Los ciudadanos del Camp de Tarragona estamos acostumbrados a que cada vez que se habla de alguna infraestructura –ya sea a la hora de construirse e incluso de ponerle nombre– no haya un consenso en el territorio. El trazado de la autovía A-27 ha suscitado polémica sobre por dónde tenía que transcurrir. En su día, los municipios de la costa también tuvieron sus más y sus menos a la hora de determinar el recorrido del Corredor del Mediterrani.

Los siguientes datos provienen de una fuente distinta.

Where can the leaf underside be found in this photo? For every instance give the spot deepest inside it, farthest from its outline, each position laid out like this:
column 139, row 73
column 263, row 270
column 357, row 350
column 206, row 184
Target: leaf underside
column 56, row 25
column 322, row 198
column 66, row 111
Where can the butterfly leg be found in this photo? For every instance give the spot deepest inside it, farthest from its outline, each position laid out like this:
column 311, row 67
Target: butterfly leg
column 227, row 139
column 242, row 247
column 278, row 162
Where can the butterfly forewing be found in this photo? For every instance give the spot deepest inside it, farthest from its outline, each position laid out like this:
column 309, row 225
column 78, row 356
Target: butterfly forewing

Después de haber perdido la oportunidad de que los trenes AVE llegaran hasta la ciudad de Tarragona –es la única provincia por donde pasan los trenes de alta velocidad cuya capital no dispone de estación–, ahora han aparecido dos grupos divergentes sobre cómo afrontar la salida de mercancías del puerto y de las empresas químicas a través de una línea de ancho europeo.
Mientras todo parece indicar que el proyecto de la Façana Marítima –que permitiría sacar del centro de la ciudad la línea férrea– permanecerá durante mucho tiempo en el cajón, los principales sectores políticos y económicos apuestan para que las mercancías salgan a Europa a través del frente marítimo. Por su parte, el diputado popular Alejandro Fernández aboga por la línea Reus-Roda. La falta de un entendimiento puede hacer retrasar o anular un proyecto que se considera clave para la economía de la zona.